Talty’s Irish Pub at 535 N. Union St. is hosting holiday events all weekend long, starting Saturday with The Bog Drivers performing live from 4 to 7 p.m.

Then on Sunday, start the day off with a traditional Irish breakfast beginning at 11 a.m., followed by a live music session from Beat City and Friends from noon to 2 p.m. The celebration wraps up Monday from 3 to 6 p.m. with live music from Gerry Dixon.

To burn off some calories either before or after your corned beef and cabbage, take part in the Olean Area Runners’ St. Patty’s Day Fun Walk and Run at 9:30 a.m. Sunday. Gather in Lincoln Park.

All these celebrations are fitting for this area because Olean and the surrounding communities have a strong connection to Ireland.

St Patrick's Day Parade in New York

Bagpipers march along Fifth Avenue during the St. Patrick’s Day Parade March 16, 2024, in New York.

Many Irish emigrated to the United States in the 19th century, and the Irish joined ethnic groups like the Italians and Polish who moved inland from the coastal cities of the Northeast to find better opportunities, not least in digging New York’s canal system and, soon after, the railroads.

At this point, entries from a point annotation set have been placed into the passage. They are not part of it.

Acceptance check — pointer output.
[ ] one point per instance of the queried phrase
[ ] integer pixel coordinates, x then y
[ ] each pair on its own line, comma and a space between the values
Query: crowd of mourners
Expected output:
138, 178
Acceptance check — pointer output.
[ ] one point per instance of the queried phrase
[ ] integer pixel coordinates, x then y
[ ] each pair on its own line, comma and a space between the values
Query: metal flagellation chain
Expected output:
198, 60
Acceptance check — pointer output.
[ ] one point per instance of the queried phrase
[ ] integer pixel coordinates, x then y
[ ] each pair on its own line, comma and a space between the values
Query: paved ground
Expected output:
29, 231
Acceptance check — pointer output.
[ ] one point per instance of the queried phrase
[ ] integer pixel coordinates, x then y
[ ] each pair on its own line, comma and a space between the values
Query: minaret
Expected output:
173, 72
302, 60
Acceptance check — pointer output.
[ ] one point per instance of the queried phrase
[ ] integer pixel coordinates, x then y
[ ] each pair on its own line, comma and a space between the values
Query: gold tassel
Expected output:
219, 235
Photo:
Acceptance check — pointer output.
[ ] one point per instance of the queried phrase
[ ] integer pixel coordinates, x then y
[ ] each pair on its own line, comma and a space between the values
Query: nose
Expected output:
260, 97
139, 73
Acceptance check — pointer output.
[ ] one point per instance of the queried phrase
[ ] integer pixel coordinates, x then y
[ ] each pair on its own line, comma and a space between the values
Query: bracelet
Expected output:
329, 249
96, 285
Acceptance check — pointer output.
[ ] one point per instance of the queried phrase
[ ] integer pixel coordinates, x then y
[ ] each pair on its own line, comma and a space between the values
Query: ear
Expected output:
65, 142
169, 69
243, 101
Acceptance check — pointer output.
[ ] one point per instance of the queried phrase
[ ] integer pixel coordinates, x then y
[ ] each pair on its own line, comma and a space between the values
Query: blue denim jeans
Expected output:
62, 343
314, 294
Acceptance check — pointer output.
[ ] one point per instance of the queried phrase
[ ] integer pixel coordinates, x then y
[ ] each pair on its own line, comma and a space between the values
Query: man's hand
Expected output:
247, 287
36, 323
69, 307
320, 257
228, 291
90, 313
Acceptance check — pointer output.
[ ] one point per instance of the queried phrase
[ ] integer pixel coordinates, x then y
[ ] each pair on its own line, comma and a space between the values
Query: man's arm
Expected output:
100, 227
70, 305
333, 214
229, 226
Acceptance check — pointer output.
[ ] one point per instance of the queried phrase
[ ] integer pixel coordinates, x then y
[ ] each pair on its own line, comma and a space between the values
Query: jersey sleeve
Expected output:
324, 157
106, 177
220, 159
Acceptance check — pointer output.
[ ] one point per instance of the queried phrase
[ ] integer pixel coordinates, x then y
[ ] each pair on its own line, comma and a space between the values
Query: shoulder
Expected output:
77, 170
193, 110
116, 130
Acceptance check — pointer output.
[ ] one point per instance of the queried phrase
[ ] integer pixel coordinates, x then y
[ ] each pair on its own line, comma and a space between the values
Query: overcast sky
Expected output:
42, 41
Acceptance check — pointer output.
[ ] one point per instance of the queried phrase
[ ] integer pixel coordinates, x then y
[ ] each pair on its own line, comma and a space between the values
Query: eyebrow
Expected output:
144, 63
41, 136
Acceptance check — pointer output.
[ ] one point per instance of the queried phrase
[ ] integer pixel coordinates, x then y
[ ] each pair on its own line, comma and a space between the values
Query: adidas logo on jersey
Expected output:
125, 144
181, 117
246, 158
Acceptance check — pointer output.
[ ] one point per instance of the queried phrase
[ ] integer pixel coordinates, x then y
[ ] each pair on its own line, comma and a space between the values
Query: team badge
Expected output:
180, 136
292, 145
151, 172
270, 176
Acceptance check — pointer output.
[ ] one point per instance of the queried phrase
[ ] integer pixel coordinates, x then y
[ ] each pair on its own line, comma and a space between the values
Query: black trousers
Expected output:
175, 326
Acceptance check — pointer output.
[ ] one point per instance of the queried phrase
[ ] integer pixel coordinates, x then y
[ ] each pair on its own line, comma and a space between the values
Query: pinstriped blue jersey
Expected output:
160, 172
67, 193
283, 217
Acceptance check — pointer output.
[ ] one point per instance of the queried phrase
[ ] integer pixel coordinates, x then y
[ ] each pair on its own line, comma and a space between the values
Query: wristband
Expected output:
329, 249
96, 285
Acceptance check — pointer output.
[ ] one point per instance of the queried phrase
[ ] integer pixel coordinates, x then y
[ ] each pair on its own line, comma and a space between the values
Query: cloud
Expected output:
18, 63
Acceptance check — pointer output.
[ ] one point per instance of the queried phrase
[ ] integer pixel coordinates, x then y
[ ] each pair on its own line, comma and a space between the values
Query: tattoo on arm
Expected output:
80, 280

Olean, along with Salamanca, became important railroad cities where Irish found jobs on railroads and other growing industries, such as lumber yards and tanneries. There was also the establishment of a tiny hamlet called New Ireland by a group of “Famine Irish” families on what is now a fringe of Allegany State Park near Limestone.

In 1845, the devastating potato blight struck Ireland, where its people were already suffering under their British overlords. An estimated one million Irish died during the famine, and another estimated two million Irish emigrated to America, most of them in the squalid holds of the “Coffin Ships.”

In their 2005 book, “The Legends and Lore of Allegany State Park,” Paul T. Lewis and Bob Schmid wrote: “It was under these conditions that the families of McCarty, Carmody, Murphy, O’Laughlin (three brothers), Hogan, Fall, Spellacy, Townsell, Cory and Keating eventually came to settle in a beautiful spot within the boundaries of today’s (park). It would be here that they would find the freedoms only known in their dreams. Along with this they found what must have seemed like endless acres of fertile land that helped give them a new chance at life and survival.”

The authors noted: “This particular group of Allegany State Park Irish found a booming lumbering business and a huge tanning industry clamoring for more and more workers. While these 12 Irishmen would all find some sort of gainful employment in one of the local industries, each would fall back on their love of the land to maintain a subsistence farm in New Ireland itself. As time passed each family would expand its farm acreage.”

In a few short years they also found themselves at the center of the oil industry in the area: “Again the ‘Luck of the Irish’ seemed to have followed their paths, as one of twelve families wound up with six working oil wells on his property, while several others became very skilled oilmen and would eventually leave their beloved New Ireland to follow the rapidly moving oil industry, first to West Virginia and then finally to Oklahoma.

“The men and women of New Ireland found themselves confronted with almost insurmountable obstacles yet had somehow overcome them and in reality became wonderful examples of the fulfillment of the ‘American Dream.’”

In their research, Lewis and Schmid found that several young Irish boys from Father Baker’s Home in Lackawanna were sent to New Ireland, where they could live and work in the fresh air on the farms of other families.

“It would be one of these same boys that would 70 years later drive across the United States to get one last look at his beloved New Ireland only to find himself lost in the woods that exist there now. Searchers found his body a few miles from his adopted home … at the side of the trail with a peaceful serenity about him. It was as if he had come home to a place he had loved so well.”